A meio de fevereiro, a generalidade da comunicação social nacional divulgou os resultados de um estudo do Instituto de Ciências Sociais da Universidade de Lisboa para a Fundação Calouste Gulbenkian relativo às práticas culturais dos portugueses em 2020. O grande destaque, com direito a parangonas nos jornais e a rodapés nas televisões, foi, tristemente, o seguinte: 61% dos portugueses não leram sequer um livro durante todo o ano em análise. As redes sociais reagiram como é da sua natureza reagir: uma vergonha, uma tristeza, isto é um país de ignorantes, etc. & tal. Quem, como eu, trabalha no setor do livro, e de modo compreensível, atirou as mãos à cabeça e por instantes andou ó tio, ó tio, aqui-d’el-rei, que não se lê Portugal.
O problema pode ser das minhas lentes, mas, à parte a tagarelice e outras inconsequências, vi pouca gente interessada em discutir caminhos conducentes a melhores resultados e, por isso, o assunto foi rapidamente engolido pela voragem noticiosa em torno da qual rodopiamos todos os dias. Mas aquela era uma matéria da maior importância e que merecia um olhar mais atento. Se não vejamos: numa das notícias que li, chamou-me a atenção o facto de um dos coordenadores do estudo, José Machado Pais, se ter mostrado surpreendido com os valores apurados, sobretudo quando confrontados com os de Espanha. Aliás, o dossiê que sintetiza os resultados compara mesmo os nossos hábitos de leitura com os dos nossos vizinhos. Segui a pista e fui tentar perceber melhor o que se passa aqui ao lado. O facto é que nem precisaria de procurar, porque, nem de propósito, uma semana depois, foi divulgada a versão relativa a 2021 de um estudo, o habitual Barómetro da Leitura, promovido pela Federação de Grémios de Editores de Espanha em colaboração com o Ministério da Cultura e do Desporto. Para efeitos de comparação com o estudo português, consultei também a versão dedicada a 2020 e, para mal dos nossos pecados – ou bem, se soubermos estar atentos –, percebi que bons ventos vêm do lado de lá da fronteira. O dado fundamental é este: contra 39% dos portugueses, 64% dos espanhóis leram livros em 2020. Para além desta colossal diferença de 25%, impressiona muito o facto de que, entre os leitores espanhóis, 53% leem pelo menos uma vez por semana. Atentando no estudo relativo a 2021, conclui-se que os valores se mantiveram, mas o que maior destaque merece, e que mais me interessa salientar, é que em Espanha se está a ler mais. Se hoje há naquele país 53% de leitores semanais, em 2012 havia 47%. Ou seja: em dez anos, há mais 6% de leitores semanais no país vizinho; em Espanha, foi possível criar leitores. Por cá, o preocupante é que, em 2007, 45% dos portugueses não lia livros e, hoje, correspondem a 61% os que não leem; em Portugal, perderam-se leitores.

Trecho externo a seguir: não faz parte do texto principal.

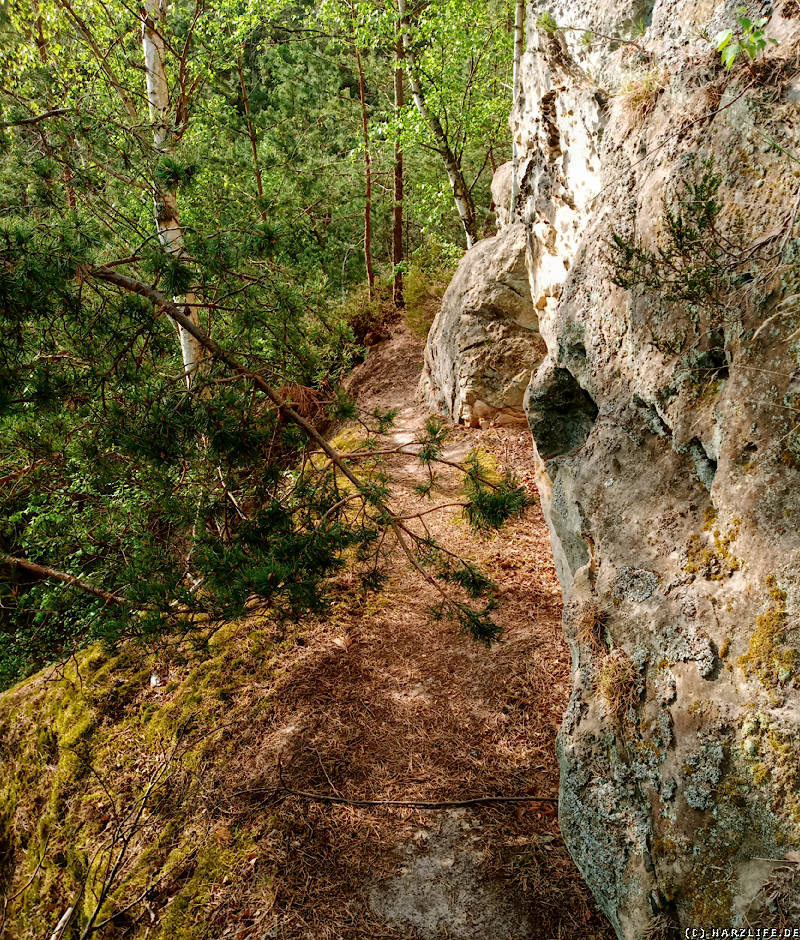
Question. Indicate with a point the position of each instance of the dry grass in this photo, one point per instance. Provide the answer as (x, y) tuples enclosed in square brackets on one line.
[(639, 93), (372, 701), (591, 623), (616, 682)]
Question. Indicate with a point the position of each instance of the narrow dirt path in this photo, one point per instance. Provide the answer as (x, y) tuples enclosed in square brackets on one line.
[(383, 703)]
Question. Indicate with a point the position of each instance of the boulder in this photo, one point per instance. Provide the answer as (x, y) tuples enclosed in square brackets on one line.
[(501, 193)]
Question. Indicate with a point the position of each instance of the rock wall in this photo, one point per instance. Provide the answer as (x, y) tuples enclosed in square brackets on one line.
[(666, 414), (484, 343)]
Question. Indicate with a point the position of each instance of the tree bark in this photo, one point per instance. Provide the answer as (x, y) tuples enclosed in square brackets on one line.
[(367, 176), (461, 192), (397, 205), (165, 197)]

E porquê? Por que razão perdemos 16% de leitores em 13 anos (2007-2020) e por que motivo em Espanha se ganharam 6% em 10 anos (2012-2022)? O estudo promovido pela Fundação Calouste Gulbenkian aponta o que parece ser uma pista: a maioria dos pais dos inquiridos não lhes lia histórias quando eram crianças ou adolescentes, não lhes oferecia livros, não ia com eles a feiras do livro, a livrarias e muito menos a bibliotecas. Ou seja, eram pais que não valorizavam o livro e a leitura. E, ainda que haja indícios de que essa tendência possa estar a começar a inverter-se no que toca aos atualmente mais jovens, o que pode ter que ver com o facto de os pais dos dias de hoje serem mais escolarizados, e que só reforça o que aqui defendo, parece inegável que é justamente nessas áreas – as do incentivo à leitura através da familiarização com o livro – que é necessário agir. Se nos mobilizarmos para a consciencialização e para o incentivo sério aos pais de hoje, e se reforçarmos ainda mais a ação das escolas neste âmbito, as crianças dos nossos dias serão pais que, amanhã, constituirão naturais continuadores deste trabalho. E, pelo meio, serão leitores, isto é, gente mais feliz e preparada.

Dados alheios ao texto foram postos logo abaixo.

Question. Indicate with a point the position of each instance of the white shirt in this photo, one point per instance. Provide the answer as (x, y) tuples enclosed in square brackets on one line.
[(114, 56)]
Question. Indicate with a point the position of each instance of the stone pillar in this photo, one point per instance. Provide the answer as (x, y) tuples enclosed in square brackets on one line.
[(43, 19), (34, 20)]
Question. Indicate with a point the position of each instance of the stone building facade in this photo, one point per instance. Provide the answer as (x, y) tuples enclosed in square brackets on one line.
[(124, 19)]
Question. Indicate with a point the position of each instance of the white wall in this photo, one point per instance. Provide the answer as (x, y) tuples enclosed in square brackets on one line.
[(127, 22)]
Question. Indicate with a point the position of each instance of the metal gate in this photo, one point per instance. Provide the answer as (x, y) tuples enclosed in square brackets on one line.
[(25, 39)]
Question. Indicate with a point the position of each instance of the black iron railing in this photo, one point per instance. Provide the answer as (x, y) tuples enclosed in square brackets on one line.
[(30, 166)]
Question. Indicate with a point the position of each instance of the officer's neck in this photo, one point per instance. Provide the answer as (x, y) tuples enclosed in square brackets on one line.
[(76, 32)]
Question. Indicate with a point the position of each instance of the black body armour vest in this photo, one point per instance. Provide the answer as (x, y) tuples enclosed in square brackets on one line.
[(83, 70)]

Será isto o que se está a fazer em Espanha? Não sei, o barómetro não mede o grau de incentivo recebido pelos inquiridos. E se fôssemos lá ver? Nem sequer é longe e nós até percebemos bem o que eles dizem. A Diretora Geral do Livro e do Fomento da Leitura chama-se María José Gálvez e os contactos encontram-se na Internet. Até já participou num seminário do nosso Plano Nacional de Leitura. Por certo, conseguirá dar-nos algumas dicas. Aliás, penso em tudo isto e lembro-me do título do romance de Valter Hugo Mãe “A Máquina de Fazer Espanhóis”. Precisamos urgentemente de criar uma máquina dessas, não propriamente para fazer espanhóis, mas para fazer leitores como fazem os espanhóis. A verdadeira máquina de fazer espanhóis seria uma máquina de fazer leitores. E o exemplo dos nossos únicos vizinhos do lado não é o único que vale a pena conhecer – há outros por essa Europa fora. Nós somos bons em muitas coisas, mas não temos sido particularmente eficientes no que toca a criar leitores. Porque não aprendermos com quem o faz bem?